Note, in particular, that the set of particles inhabiting S at time t+dt is DIFFERENT from the set of particles inhabiting S at time t!

The M-momentum
The amount of momentum in M is called \vec{p}_{M}, and from the description above, we have:
\vec{p}_{M}(t)=\vec{p}_{E}(t)+\vec{p}_{-}(t)+\vec{p}_{+}(t) (3)
\vec{p}_{M}(t+\delta{t})=\vec{p}_{E}(t+\delta{t})+\vec{p}_{-}(t+\delta{t})+\vec{p}_{+}(t+\delta{t})(4)

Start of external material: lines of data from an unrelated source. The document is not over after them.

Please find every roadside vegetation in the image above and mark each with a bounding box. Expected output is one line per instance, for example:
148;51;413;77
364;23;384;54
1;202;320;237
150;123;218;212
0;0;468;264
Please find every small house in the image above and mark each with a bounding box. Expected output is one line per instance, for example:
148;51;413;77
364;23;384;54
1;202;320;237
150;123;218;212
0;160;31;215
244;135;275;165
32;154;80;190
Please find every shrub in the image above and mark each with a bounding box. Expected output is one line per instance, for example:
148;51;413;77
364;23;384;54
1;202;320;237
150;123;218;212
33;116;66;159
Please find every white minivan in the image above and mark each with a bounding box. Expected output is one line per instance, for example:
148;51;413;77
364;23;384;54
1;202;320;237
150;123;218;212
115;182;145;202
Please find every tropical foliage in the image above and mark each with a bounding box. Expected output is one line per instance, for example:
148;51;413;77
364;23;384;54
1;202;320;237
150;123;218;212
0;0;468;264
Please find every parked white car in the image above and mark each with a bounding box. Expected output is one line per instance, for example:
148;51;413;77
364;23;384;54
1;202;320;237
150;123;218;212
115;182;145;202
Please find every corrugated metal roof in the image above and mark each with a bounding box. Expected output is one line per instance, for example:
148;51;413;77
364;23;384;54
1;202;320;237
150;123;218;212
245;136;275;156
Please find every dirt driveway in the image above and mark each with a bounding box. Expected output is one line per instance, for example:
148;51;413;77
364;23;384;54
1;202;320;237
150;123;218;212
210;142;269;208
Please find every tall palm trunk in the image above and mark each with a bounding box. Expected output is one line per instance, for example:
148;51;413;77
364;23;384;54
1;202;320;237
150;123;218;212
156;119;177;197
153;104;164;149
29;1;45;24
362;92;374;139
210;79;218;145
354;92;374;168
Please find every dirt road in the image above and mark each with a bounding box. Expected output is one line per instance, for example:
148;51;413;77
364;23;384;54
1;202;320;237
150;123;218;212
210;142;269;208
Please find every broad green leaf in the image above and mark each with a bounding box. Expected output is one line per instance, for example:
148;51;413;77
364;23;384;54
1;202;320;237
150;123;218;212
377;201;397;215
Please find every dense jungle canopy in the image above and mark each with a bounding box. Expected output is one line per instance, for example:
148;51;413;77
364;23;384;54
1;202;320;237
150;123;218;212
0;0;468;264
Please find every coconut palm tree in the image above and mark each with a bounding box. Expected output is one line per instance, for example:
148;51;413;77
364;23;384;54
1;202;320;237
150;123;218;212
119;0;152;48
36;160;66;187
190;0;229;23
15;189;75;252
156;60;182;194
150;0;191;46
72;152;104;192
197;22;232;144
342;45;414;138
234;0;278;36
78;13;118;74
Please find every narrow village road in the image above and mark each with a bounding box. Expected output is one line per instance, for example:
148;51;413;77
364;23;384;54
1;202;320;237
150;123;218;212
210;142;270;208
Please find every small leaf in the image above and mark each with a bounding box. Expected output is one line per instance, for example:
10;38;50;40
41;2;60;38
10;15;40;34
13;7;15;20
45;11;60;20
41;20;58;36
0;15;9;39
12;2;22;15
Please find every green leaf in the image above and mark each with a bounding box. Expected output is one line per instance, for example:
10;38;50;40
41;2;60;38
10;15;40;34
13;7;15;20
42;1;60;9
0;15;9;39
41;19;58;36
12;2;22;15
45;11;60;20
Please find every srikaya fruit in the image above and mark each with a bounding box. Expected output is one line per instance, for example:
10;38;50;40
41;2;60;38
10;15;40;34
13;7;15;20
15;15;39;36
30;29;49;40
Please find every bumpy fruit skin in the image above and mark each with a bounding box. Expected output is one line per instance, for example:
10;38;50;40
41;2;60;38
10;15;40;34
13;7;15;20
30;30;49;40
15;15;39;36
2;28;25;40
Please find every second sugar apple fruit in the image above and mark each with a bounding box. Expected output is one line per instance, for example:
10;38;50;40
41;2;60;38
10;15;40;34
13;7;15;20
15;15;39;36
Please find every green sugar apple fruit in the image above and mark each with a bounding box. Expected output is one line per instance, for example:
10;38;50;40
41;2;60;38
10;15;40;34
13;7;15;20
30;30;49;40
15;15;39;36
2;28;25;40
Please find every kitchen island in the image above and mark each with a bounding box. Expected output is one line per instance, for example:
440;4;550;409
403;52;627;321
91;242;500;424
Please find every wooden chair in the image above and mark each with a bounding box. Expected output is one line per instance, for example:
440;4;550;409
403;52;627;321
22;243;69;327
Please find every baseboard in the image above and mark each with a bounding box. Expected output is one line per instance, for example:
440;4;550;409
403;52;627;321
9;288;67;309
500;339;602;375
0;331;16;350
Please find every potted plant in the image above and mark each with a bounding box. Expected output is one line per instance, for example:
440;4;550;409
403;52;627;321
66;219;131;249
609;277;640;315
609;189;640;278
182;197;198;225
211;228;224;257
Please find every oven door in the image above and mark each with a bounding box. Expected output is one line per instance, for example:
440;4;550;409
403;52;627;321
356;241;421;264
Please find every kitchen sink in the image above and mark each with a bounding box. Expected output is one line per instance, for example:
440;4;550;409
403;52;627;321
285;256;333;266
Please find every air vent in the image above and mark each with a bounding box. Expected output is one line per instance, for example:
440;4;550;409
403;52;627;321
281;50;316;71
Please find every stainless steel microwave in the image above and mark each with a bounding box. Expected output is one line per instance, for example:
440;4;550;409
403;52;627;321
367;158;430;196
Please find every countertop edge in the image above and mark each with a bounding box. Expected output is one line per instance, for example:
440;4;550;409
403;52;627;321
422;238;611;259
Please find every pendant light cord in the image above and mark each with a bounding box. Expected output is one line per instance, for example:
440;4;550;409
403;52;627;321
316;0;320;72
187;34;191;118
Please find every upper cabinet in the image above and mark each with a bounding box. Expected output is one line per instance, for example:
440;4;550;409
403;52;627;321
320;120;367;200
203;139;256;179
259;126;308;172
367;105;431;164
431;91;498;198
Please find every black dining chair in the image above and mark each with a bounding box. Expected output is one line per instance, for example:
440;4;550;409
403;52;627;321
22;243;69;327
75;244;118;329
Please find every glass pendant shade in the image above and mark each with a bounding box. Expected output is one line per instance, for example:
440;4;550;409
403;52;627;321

Thus, the particles themselves are the same at both instances, whether or not they reside in S

Now, M is a material system, and thus, we know the rate of change of its momentum is related to the external forces acting upon it in \vec{F}=\frac{d\vec{p}_{M}}{dt}

What we're interested in, is the appropriate relation which holds for the rate of change of momentum enclosed in S, that is, \frac{d\vec{p}_{S}}{dt}
But, by subtracting eq. (1) from (2), adding zero on the right-hand side in an intelligent manner, dividing with \delta{t} and using (3)+(4), we gain:
\frac{\vec{p}_{S}(t+\delta{t})-\vec{p}_{S}(t)}{\delta{t}}=\frac{\vec{p}_{M}(t+\delta{t})-\vec{p}_{M}(t)}{\delta{t}}-\frac{\vec{p}_{-}(t+\delta{t})-\vec{p}_{+}(t)}{\delta{t}}

Now, the left hand side will go to \frac{d\vec{p}_{S}}{dt} as \delta{t}\to0, whereas the first term on the right-hand-side will go to \frac{d\vec{p}_{M}}{dt}, and hence, by invoking Newton 2-law, \vec{F}

We'll focus on the second term on the right hand-side:
Simplify particles of type 2) as a "single" continously leaving particle, whose momentum may be written as:
\vec{p}_{-}(t+\delta{t})=\delta{m}_{-}\vec{v}^{(-)}
where \delta{m}_{-} is its mass, and \vec{v}^{(-)} is the velocity it has right AFTER it has left S.
Make the analogous rewriting for the particle of type 3):
\vec{p}_{+}(t)=\delta{m}_{+}\vec{v}^{(+)}
where \delta{m}_{+} is its mass, and \vec{v}^{(+)} is the velocity it has right BEFORE it has entered S.
Thus, by setting \frac{\delta{m}_{-}}{\delta{t}}=\dot{m}_{-},\frac{\delta{m}_{+}}{\delta{t}}=\dot{m}_{+}
we gain, in the limit when rearranging:
\frac{d\vec{p}_{S}}{dt}+\dot{m}_{-}\vec{v}^{(-)}-\dot{m}_{+}\vec{v}^{(+)}=\vec{F}(5)
This is the law we were after!
.

I am not interested in answering any other posts, unless they directly concern the maths and pre-suppositions in that post.